LP: No no, it’s really interesting cause I think fans are you know, they’re so into their little niche interests or kinks or whatever that fan tagging and fan classification is so highly granular, like it goes into really really specific details so you can find exactly what you want as easily and quickly as you want. And the marketing industry is not geared to that. Even though with the rise of the internet you are able to find, the internet better serves the long tail of what you want more easily, you can find really obscure stuff really easily, I think there’s still a tension with the marketing industry at large. They still kind of, it's still broadcasting to the masses. You could have a potential really small but dedicated community that’s really heavily into this one product. And I’m not sure that many of them have quite grasped that yet. I don’t know, I’m just spitballing.
ELM: I haven’t had coffee yet. So one thing that I do see a lot these days, I think as fan studies gets more visibility—do you identify as a fan studies person?
LP: Not completely, I feel half and half. LIS and fan studies have widely divergent, like, backgrounds and methodologies, you just can't—
ELM: Cause fan studies is usually, it's social science-y, right?
LP: Yeah it’s more media and cultural studies, yeah.
ELM: OK. So that aside I think because it’s gotten so much more visibility recently I see a lot of younger people writing saying, realizing that this is like a viable thing now, yeah? …Flourish is waving at these metaphorical, or these imaginary young people.
FK: Yeah! They’re not imaginary, they’re real!
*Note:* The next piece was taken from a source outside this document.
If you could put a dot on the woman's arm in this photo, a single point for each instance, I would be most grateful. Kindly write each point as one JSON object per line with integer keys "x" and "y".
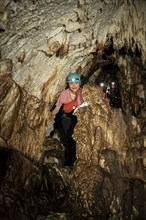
{"x": 55, "y": 110}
ELM: It’s exciting to think about, I am approaching what will be my 10 year college reunion, if I had known 10 years ago that this was something that I could have studied it might have changed everything, you know?
LP: Mm-hmm. ELM: And so I’m wondering if you have any, like, advice or resources, I don’t wanna put you on the spot, but in terms of people beginning their academic journeys and wanting to take this stuff seriously, cause I see a lot of confusion.
LP: It’s a very kind of visceral question for me, because I spent a lot of my life just feeling really unhappy with what I was doing and where I was going and then I, I just like, I was so fed up I was like “I want to be a librarian!” Because that’s what I wanted to be originally as a kid, right. So I went back to school and I did the master’s in Library Science and then I got a job as a librarian and then in the space of, the same week as getting the job the PhD proposal acceptance came through and I was like “Wow, I’m doing an information science PhD in fans!” And you know, I still can’t really get over that this is a thing. And if I’m doing this weird subject that I love so much, and I do love it despite sometimes feeling like I want to tear it apart, it’s possible, you know? It's possible to do this if, I mean, a lot of it is luck and circumstance, I never would have gotten into it if I didn’t have a brilliant supervisor who is both a leader in her field, in the field of information science, and also is a fan herself.
But you know, if it’s something that you’re passionate about, if you’re a fan you go and do it, you write your fic, you make your vids, whatever, if you want to go into the academic area of fan studies it’s there, and if you’re passionate about it do what you do as a fan and go for it. Just try and do it, even if things are rubbish sometimes, sometimes you write crappy fic, but you love it, go for it!